Burial sled of Anubis from King Tut’s tomb, on display at the Egyptian Museum – Cairo, Egypt.

The Egyptian Museum – Cairo – December 22, 2016

“Here’s what we’re preparing for our 2018 exhibit, Gordon.”

Archeologist Gordon Ashe was being given a private tour of the new wing of the Egyptian Museum in Cairo by his friend Dr. Tarek Sayed Tawfik, the general director.

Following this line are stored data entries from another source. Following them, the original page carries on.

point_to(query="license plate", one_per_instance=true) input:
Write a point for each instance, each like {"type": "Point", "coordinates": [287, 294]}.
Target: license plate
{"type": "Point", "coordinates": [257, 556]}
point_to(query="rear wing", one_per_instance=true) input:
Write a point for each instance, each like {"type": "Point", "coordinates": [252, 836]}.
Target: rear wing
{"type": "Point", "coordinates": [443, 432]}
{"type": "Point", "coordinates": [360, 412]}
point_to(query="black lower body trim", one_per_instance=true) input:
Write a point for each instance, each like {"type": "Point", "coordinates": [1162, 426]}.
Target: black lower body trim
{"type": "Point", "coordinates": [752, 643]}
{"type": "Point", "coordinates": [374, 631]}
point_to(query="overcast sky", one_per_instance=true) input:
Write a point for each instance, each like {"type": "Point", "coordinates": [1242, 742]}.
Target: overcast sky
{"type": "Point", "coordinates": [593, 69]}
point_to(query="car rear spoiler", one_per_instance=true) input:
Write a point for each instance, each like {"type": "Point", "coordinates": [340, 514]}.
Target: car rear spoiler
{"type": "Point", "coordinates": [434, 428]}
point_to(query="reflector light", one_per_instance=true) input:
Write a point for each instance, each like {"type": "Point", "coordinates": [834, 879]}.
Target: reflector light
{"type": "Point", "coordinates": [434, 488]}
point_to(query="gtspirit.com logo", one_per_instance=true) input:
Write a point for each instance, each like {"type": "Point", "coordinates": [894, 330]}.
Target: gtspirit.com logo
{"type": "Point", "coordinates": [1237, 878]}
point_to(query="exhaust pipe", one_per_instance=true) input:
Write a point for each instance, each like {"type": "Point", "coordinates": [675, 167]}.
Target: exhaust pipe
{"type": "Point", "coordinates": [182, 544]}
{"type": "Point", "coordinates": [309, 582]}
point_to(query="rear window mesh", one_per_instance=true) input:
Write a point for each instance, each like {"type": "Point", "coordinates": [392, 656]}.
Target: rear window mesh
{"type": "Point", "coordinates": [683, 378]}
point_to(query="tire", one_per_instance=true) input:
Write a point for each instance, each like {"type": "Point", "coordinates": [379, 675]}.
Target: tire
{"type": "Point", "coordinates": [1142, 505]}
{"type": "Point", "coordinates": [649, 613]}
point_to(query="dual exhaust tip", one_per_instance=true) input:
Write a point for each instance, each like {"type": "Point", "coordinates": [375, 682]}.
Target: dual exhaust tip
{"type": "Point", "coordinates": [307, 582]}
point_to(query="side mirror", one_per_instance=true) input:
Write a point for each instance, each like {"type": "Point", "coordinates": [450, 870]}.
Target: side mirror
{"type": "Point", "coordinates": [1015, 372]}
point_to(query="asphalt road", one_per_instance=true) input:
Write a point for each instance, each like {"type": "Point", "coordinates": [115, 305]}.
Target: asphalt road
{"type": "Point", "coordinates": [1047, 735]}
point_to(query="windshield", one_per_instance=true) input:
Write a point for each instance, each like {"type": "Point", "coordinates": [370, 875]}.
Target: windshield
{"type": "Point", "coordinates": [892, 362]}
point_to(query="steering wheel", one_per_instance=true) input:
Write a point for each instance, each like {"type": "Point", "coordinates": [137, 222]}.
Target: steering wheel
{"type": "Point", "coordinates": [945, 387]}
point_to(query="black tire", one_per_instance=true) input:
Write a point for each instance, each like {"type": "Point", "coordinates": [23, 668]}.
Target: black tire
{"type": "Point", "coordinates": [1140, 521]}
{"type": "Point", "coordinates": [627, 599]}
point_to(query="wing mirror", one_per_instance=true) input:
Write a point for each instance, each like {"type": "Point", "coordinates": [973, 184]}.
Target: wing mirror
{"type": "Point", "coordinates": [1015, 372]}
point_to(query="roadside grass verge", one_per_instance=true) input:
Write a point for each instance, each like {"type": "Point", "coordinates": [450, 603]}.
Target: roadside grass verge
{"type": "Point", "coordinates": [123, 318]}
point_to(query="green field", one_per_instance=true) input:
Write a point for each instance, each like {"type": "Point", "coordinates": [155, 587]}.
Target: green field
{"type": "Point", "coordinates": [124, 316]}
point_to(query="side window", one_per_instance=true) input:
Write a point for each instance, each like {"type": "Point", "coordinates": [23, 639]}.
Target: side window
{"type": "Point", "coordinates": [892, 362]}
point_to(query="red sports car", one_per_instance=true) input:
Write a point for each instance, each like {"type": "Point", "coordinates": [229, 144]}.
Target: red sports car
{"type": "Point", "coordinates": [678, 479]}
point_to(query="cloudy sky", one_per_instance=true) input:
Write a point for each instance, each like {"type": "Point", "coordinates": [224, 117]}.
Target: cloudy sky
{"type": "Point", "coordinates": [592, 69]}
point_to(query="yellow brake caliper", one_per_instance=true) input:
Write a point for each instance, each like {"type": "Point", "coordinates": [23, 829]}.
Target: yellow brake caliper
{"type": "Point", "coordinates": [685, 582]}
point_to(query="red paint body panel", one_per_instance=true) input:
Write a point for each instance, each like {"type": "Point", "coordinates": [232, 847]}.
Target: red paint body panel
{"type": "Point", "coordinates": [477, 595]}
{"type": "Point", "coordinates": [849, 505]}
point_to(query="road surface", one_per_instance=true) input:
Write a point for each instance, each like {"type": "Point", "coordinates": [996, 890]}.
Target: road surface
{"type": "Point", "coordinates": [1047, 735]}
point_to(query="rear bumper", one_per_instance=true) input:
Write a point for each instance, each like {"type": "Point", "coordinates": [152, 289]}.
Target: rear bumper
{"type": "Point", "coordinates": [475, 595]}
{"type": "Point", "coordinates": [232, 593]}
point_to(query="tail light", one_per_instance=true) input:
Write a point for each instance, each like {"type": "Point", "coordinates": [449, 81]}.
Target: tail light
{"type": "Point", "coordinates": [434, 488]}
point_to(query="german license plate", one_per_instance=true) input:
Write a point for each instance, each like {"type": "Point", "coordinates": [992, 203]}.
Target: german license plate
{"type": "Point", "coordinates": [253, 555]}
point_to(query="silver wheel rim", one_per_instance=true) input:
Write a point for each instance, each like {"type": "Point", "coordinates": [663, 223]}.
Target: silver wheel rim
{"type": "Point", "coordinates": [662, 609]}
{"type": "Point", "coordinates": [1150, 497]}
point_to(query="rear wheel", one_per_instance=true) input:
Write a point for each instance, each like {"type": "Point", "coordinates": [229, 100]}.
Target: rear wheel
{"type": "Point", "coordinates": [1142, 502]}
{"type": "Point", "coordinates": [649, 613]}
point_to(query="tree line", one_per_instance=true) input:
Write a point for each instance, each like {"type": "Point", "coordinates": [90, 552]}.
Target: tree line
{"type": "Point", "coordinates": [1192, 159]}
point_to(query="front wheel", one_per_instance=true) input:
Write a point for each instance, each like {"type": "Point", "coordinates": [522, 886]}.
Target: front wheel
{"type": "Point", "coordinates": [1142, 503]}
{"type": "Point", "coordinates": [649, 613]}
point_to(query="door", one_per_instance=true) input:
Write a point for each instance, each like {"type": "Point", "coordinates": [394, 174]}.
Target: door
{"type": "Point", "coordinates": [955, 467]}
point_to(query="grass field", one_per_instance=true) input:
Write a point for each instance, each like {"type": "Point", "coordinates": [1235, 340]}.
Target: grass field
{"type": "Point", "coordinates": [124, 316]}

“This is truly astounding, Tarek. I have to admit to being more than a little envious. All five thousand of the artifacts that had been discovered in King Tutankhamun’s tomb will be displayed together for the first time.”

“You shouldn’t be envious, Gordon. After all, you’re here almost two years ahead of schedule, and you didn’t even have to pay the price of admission.”

“I guess being a personal friend of the director helps.”

Both men laughed. Gordon and Tarek had become friends at Oxford as undergraduates some decades ago. Both had a passion for antiquities but their lives traveled along highly divergent trajectories. Tarek had eventually gone into administration and Gordon gave up life as a field archeologist to work for the U.S. Government, though of course Tarek wasn’t sure exactly what services the esteemed Dr. Ashe performed for them.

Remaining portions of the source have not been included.